Oh and if you haven't heard of it, make sure to do crate games with your boy and soon you can just train them together without the worry of one getting in the way. I am working on this with Jasper and we just love it!


----------



## magicre (Apr 7, 2010)

RawFedDogs said:


> Having 2 dogs is twice the food bill, twice the vet bill, and 10 times the fun. :biggrin: That said, I had a situation that I always caution people about. I had 2 littermates (my Goldens) for 12 years. Everything was wonderful BUT when you have 2 dogs the same age, you have two dogs that are going to die about the same time. Both of my Goldens died within 3 months of each other. That was a rough thing to handle. Having 2 very elderdy dogs at the same time isn't easy either. 2 puppies? No big deal ... 2 elderly dogs, not so easy.
> 
> The dogs I have now are about 5 years apart. Thor is still young and energetic and Abby is old and not so much energy. It doesn't seem to intefere with their relationship and it makes life easier on me. IMO 5 years is a good spread.
> 
> I know you don't want to wait 4 more years to get another puppy. Just letting you know what to expect. :smile:


and that's exactly what happened to us. we had four shih tzus, each a year apart...and they died in the order we got them....a year apart.....i don't regret it, but it's hard when, every year, we're walking the last walk.....

i now have a four year old and an eleven year old....and not to sound harsh, but when my malia dies, and surely she will, bubba will still be young enough to comfort me. that might sound selfish, but having to deal with health issues and old dogs is not always the best combination, at least for me.

on the other hand, we live through these things and there is nothing funnier than puppies playing with each other....the future is bright and far away.....usually.....

i can't say that i wouldn't do it again.....because the heart, whilst fragile, is also made to heal.


----------



## nortknee (May 5, 2011)

Two dogs is WAY more work than one...

Before Lucy came along, it was just Winston I'd have to dogsit. He's high energy, and has a very strong personality. It was alot of work just to keep him stimulated. Now with Lucy added to the mix, she's just a pup (4 months, Winston is 14 months) and it's A WHOLE LOT more work. Winston is still Winston...add to that an extremely shy (she's a rescue) puppy who can't function without him and you have a whole lot of trouble on your hands.
When I watch them, it's all I can do not to throw in the white towel. And sometimes he can be a real jerk to her, and other days he's perfectly fine with her. The other day he was in one of his moods and knocked her over and actually growled at her...she hadn't done anything, that I could see. So keep in mind mixing different personalities may bring out more than you thought it would.

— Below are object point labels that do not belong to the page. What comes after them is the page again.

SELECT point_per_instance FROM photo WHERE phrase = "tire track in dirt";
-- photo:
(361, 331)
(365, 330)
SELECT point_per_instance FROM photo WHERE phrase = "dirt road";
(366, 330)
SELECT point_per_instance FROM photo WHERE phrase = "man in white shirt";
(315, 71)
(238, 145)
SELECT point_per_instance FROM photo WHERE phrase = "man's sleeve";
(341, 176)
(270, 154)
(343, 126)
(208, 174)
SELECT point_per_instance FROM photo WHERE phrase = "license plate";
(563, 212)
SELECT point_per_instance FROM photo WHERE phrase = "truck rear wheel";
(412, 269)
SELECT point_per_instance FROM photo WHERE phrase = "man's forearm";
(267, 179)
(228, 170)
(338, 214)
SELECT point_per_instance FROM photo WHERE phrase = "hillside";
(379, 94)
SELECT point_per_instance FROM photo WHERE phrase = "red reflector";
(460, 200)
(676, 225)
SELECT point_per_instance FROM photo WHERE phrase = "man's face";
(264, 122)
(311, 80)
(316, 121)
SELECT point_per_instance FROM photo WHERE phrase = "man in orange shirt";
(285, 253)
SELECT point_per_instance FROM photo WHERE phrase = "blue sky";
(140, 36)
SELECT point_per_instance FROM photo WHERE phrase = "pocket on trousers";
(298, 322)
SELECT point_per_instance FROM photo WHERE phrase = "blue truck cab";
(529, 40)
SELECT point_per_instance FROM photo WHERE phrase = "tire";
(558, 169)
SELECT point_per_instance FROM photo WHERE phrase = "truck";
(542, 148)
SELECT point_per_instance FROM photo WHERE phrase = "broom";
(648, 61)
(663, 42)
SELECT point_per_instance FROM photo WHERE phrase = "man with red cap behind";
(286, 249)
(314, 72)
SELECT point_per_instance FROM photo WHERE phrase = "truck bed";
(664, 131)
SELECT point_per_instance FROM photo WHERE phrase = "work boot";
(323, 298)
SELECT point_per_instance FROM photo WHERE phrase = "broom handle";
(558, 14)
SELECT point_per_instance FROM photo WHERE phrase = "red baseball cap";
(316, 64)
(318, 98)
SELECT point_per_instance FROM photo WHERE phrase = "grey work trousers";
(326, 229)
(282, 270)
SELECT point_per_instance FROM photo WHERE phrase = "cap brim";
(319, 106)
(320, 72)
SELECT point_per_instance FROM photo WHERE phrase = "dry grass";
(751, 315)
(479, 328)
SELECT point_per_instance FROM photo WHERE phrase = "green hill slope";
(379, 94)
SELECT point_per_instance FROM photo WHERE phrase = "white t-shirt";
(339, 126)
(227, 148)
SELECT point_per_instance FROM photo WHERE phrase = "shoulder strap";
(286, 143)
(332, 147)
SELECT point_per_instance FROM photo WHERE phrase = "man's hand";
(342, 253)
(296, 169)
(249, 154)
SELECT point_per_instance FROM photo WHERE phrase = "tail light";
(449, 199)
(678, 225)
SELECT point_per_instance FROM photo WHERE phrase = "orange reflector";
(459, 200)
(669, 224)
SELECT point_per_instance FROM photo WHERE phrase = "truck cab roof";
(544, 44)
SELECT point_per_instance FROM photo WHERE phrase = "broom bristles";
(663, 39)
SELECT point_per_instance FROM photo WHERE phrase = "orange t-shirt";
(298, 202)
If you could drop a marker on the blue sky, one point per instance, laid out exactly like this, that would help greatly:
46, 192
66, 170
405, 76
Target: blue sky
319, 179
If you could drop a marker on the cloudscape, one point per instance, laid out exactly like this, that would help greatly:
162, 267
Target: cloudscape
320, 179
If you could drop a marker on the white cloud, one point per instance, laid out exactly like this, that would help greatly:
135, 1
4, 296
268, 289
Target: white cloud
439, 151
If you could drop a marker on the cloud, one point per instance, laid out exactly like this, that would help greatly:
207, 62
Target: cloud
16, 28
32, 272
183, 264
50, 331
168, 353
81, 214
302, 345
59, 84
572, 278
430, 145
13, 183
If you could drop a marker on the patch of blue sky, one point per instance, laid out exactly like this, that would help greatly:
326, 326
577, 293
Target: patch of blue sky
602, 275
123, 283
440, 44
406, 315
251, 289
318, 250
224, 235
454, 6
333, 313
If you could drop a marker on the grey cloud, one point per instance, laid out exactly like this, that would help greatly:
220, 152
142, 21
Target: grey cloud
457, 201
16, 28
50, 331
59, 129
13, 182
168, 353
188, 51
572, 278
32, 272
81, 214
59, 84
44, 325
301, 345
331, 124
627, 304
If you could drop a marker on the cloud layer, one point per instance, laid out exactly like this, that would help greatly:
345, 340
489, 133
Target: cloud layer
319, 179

With that said, if you REALLY want another puppy, I'd say go for it. Just know that you have an extra couple of helpings on your plate to finish.


----------



## RawFedDogs (Jun 16, 2008)

Believe me, two puppies are A LOT easier than one. They play with each other and entertain each other while you go about your business. I think you are way overworrying about them. Let them play. From what you describe, they are having normal puppy play. During puppy play they bite ears, legs, tails, noses, necks and anything else they can get in their mouths. They bump and push each other around. They quicky learn how hard to bite. This is good training for them to develop bite inhibition. They will teach each other this. The sounds they make are ferrocious. Lots of growling, yelping, and barking. They sound like they are killing each other but they aren't. Occasionally you may even see a little blood but thats just part of puppy play. This is what helps them grow into healthy, balanced, well adjusted adults.

You should not get to the point of "throwing in the towel". You shouldn't be upset or nervous at all. You should be sitting back and smiling while you watch them have a good time. Trust me, in spite of what you may think, they are having a great time. You are WAY overmothering them. Just let them go. They'll be ok. I have seen this literally hundreds of times during my training career. They are nowhere near as fragile as you think.


----------



## nortknee (May 5, 2011)

RawFedDogs said:


> Believe me, two puppies are A LOT easier than one. They play with each other and entertain each other while you go about your business. I think you are way overworrying about them. Let them play. From what you describe, they are having normal puppy play. During puppy play they bite ears, legs, tails, noses, necks and anything else they can get in their mouths. They bump and push each other around. They quicky learn how hard to bite. This is good training for them to develop bite inhibition. They will teach each other this. The sounds they make are ferrocious. Lots of growling, yelping, and barking. They sound like they are killing each other but they aren't. Occasionally you may even see a little blood but thats just part of puppy play. This is what helps them grow into healthy, balanced, well adjusted adults.
> 
> You should not get to the point of "throwing in the towel". You shouldn't be upset or nervous at all. You should be sitting back and smiling while you watch them have a good time. Trust me, in spite of what you may think, they are having a great time. You are WAY overmothering them. Just let them go. They'll be ok. I have seen this literally hundreds of times during my training career. They are nowhere near as fragile as you think.


The playing together isn't a problem. I expect the biting, the rough-housing, the barks and yelps and play growls...what I don't like, and intervene in, is when a 75 lb Airedale has pinned a 20 lb lab/collie mix to the ground and is snarling at her. That's too much for my liking, and I would consider it bullying. Given her personality as being incredibly shy and lacking in confidence, I feel this probably adds TO that insecurity and that's exactly what we're trying to avoid.

When do you decide to intervene? What's the rule of thumb for a transition between play to fighting?


----------